This is the best practices guide for setting up an FTP Server for use with ClustrixDB Fast Backup and Restore, including how to avoid bottlenecks and optimizing for maximum throughput.
ClustrixDB implements fast backup and restore as a binary backup mechanism which works at the row level. Each ClustrixDB node sends its data directly to the FTP backup target in parallel, eliminating bottlenecks and allowing backup speed to scale with cluster size. Similarly for restore, the initiating node coordinates with other participating nodes in parallel to read from the dump file and restore replicas.
ClustrixDB also supports SFTP with password-base authentication.
For more information see ClustrixDB Fast Backup and Restore.
Choosing an FTP Server
- Clustrix recommends using vsftpd running on Linux. This FTP software has undergone the most testing by Clustrix QA and is used by the majority of ClustrixDB users.
Configuring the FTP Server
We recommend using a dedicated FTP server for ClustrixDB backup/restore. If that is not feasible we recommend taking steps to ensure the FTP server isn't being used for other operations during the backup/restore process.
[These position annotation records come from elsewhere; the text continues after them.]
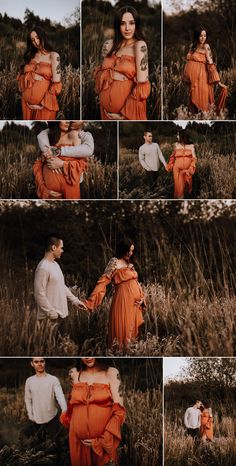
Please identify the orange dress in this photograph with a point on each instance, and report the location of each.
(37, 92)
(125, 316)
(201, 76)
(126, 97)
(206, 428)
(183, 158)
(93, 415)
(67, 183)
- The FTP server should be used on passive mode as ClustrixDB Fast Backup/Restore does not support active mode.
Configure the FTP server to allow many concurrent connections from the Clustrix user account otherwise it is possible to bottleneck the backup/restore.
if using vsftpd, set MaxClients to be >= 3
Provide sufficient I/O and storage capacity. Fast I/O is essential to handle the concurrency of the backup/restore process.
- Using a hardware RAID controller with RAID10 is recommended to increase read and write I/O performance.
- If I/O becomes a bottleneck, the backup/restore will take longer to complete. Since the backup/restore process pins BigC (our garbage collector), if it runs too long it could introduce latencies in the database or cause the disks to become full.
Use 10Gb or bonded 1Gb ethernet connectivity between the FTP server and the Ethernet switch connected to your ClustrixDB nodes in order to achieve maximum network bandwidth.
- Ensure the backup user is chrooted to their home directory.